CS/IMGD 4100 (B 14)
Homework Assignment #11
Game Brains
Due by Web Turn-In: Midnight, Wednesday, December 10
(See general homework instructions for turn-in details.)
Presentations in class on Thursday/Friday, December 11/12
The purpose of this assignment is to give you a chance to test your own broad understanding of game AI techniques and also to give you some practice presenting these ideas to a technical audience. Imagine that you are the lead
AI programmer in a game company and you have been asked to consider using the AI middleware system in question for your next big project.
Seven AI middleware systems have been selected to research and evaluate in depth, based on the availability of a free evaluation download. Each review team will consist of two or three students. The team will:
- Download, install and explore the evaluation copy of the software.
- Prepare and present a five minute overview slide presentation.
- Prepare and present a five minute recorded demo of the use of the middleware.
There will be a few minutes for questions from the class on each system. The team should meet with each other early to decide on a plan for how to get all of these elements completed on time.
Overview Presentation (5 min)
Your slides will be turned in ahead of time and already be loaded onto the classroom podium machine. Watch your time! The instructor will warn you when you have 2 minutes, 1 minute and 30 secs. left in your presentation time.
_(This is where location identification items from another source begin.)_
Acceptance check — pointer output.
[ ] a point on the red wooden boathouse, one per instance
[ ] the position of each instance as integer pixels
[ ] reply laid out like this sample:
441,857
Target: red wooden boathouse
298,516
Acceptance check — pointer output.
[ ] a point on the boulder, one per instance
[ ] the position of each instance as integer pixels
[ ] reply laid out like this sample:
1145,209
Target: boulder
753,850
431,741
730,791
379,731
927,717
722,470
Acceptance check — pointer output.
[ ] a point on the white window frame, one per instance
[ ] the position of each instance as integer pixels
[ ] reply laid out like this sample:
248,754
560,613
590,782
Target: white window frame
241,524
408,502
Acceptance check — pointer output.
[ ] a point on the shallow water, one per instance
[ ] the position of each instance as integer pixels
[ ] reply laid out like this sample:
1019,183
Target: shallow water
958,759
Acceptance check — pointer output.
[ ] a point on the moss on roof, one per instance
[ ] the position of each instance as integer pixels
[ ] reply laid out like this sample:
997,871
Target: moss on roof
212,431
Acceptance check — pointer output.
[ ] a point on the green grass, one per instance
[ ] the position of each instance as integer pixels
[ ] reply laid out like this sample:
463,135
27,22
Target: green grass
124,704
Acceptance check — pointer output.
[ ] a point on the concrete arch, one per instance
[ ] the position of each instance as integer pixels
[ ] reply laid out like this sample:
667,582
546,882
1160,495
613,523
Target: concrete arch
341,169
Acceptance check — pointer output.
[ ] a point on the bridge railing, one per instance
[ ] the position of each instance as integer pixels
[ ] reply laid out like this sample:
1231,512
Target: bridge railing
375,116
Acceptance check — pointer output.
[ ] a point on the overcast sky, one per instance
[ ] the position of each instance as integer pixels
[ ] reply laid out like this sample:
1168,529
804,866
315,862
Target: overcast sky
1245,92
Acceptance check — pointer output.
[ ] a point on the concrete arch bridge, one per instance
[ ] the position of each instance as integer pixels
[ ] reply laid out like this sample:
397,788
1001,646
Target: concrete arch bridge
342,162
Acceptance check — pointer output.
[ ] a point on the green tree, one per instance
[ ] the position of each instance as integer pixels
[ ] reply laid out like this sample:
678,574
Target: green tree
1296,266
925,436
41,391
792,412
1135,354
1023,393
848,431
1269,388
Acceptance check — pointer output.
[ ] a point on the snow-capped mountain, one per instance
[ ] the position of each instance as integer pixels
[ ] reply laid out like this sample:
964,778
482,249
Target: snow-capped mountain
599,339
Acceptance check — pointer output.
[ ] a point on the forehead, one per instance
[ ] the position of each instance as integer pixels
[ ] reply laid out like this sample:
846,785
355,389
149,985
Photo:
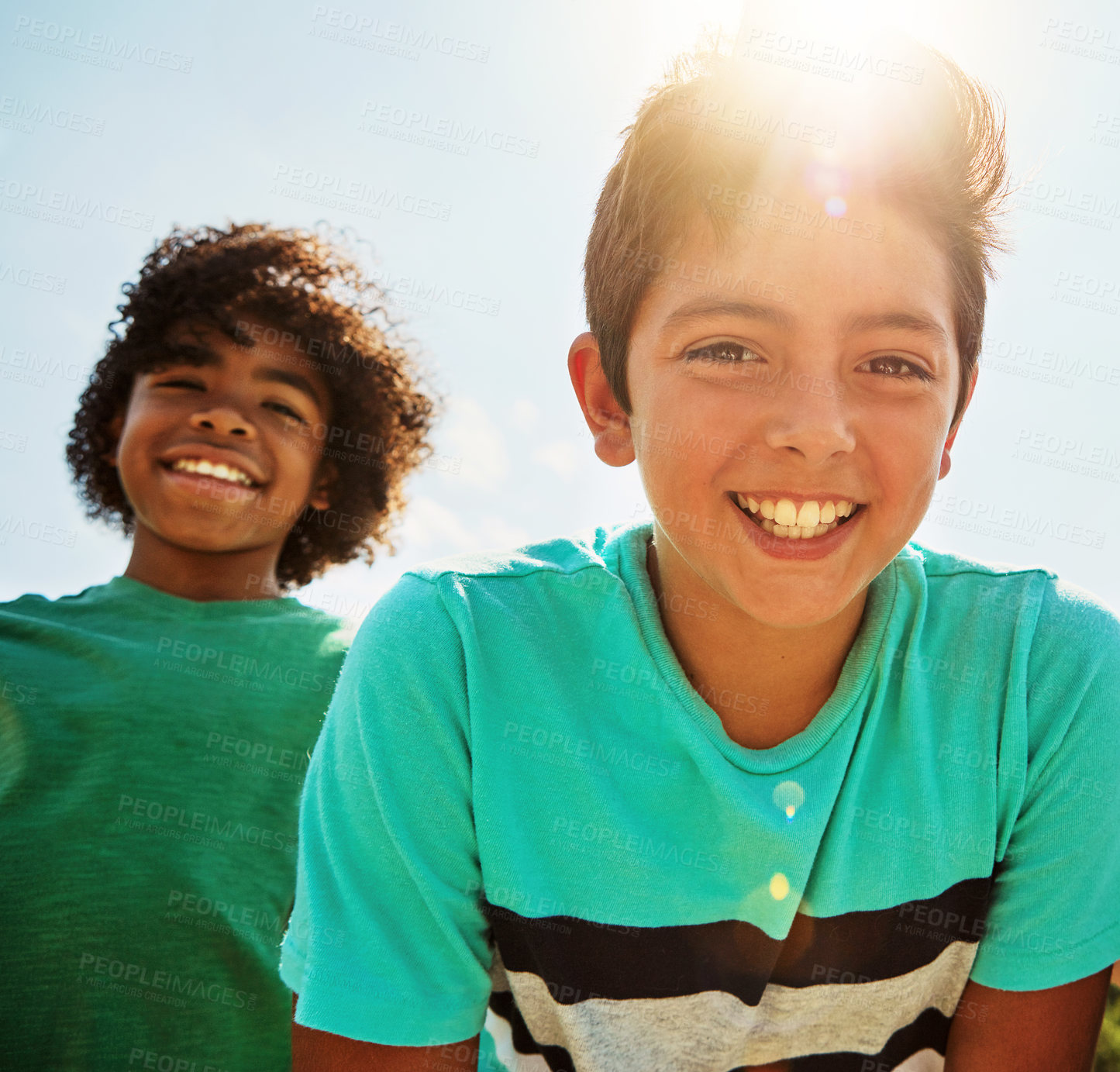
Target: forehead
777,246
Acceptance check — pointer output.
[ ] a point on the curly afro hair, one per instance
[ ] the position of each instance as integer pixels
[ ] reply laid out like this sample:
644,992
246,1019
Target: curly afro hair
307,284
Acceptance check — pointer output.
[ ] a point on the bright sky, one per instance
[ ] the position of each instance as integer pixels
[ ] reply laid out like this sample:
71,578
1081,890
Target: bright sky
281,98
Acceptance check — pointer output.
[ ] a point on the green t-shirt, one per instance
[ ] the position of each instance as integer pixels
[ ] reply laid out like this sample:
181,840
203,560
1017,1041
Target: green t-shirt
151,755
524,819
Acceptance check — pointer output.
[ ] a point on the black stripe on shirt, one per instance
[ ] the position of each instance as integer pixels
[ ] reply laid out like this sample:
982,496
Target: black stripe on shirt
579,959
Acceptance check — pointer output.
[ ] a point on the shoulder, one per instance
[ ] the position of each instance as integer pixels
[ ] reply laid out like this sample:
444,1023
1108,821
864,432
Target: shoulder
593,548
1002,594
498,594
1031,596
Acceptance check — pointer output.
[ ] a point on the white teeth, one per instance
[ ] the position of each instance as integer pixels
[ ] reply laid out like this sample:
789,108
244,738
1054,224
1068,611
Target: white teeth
219,471
809,515
785,513
783,518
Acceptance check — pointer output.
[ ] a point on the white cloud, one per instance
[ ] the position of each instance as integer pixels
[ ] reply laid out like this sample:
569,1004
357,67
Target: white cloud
472,435
561,456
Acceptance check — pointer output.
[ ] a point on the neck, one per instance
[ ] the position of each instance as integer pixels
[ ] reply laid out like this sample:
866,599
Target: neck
203,576
765,682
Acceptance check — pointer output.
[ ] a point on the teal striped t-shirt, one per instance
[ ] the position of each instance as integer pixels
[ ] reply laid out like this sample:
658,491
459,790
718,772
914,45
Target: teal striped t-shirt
521,817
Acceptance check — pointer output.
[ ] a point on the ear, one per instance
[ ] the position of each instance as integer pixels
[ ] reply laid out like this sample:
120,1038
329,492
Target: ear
609,426
115,427
324,488
946,460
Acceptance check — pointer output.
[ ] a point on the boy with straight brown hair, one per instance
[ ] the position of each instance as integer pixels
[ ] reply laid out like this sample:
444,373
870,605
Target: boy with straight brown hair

All students in the team should talk.
Please prepare a maximum of five slides not including the title slide, which includes the following information:
- Your names
- Name and logo (if available) of the middleware system
- Name and location of company that makes the system
- URL for system/company
Your remaining five slides should answer the following questions:
- What does the system do?
- What AI technique(s) does it use?
- What is the most impressive thing it does?
- What does the system not do? (AI things, not wash windows :-)
- Which games genres or types is it best suited for, if any?
- What other systems/tools does it interface with (e.g., other tools in a suite, tools by other vendors or open-source)?
- How does it compare to the other systems being reviewed (visit the home pages of all seven systems and look over the basic introductory information)
- How does it compare to just writing your own C code, as in Buckland?
- What platforms does it run on?
- What programming language(s) does it use or require?
- The following information may not be available for all systems:
- System cost
- Size and activity of user community
- Games it has been used for
NB: Don't just parrot back the advertising hype you find on the company web sites. Put things in your own words and try to relate it to the concepts we studied in the course.
Technical Evaluation Video (5 min)
In order to facilitate comparisons between tools, all groups should
try to use their tool to build some approximation to the behaviors of
the characters in Chapter 2 of Buckland (the West World
example). Since this complete development task will likely take more
than five minutes, for your class presentation record some of the most
interesting aspects of your experience, e.g., something that was
particularly hard or particularly easy to do.
If you want to spend one of the five minutes showing some other features of the
editor that you did not use in this task, that is also fine.
Screen videos can be easily created using Camtasia (available free to WPI students at \\storage.wpi.edu\software\Camtasia\Windows) or similar tools. The
video can be narrated or you can provide the narration live.
Make sure ahead of time that your video is playable on a public WPI machine (such as in the library), which have the same software configuration as the classroom podium machine.
To show the video in class, either bring the video on a thumb drive or make it accessible through a browser.
What to Turn In
- Zip file containing your overview presentation slides in either PowerPoint or PDF format.
- NB: Late submissions will not be given presentation time.
Grading
- 8 points - Content (completeness, clarity, evidence of research and thought)
- 2 point - Presentation (legible, error-free slides, clear explanations, professional communication style, etc.)
All members of each team will receive the same grade.
Please post any questions to the myWPI forum for the course.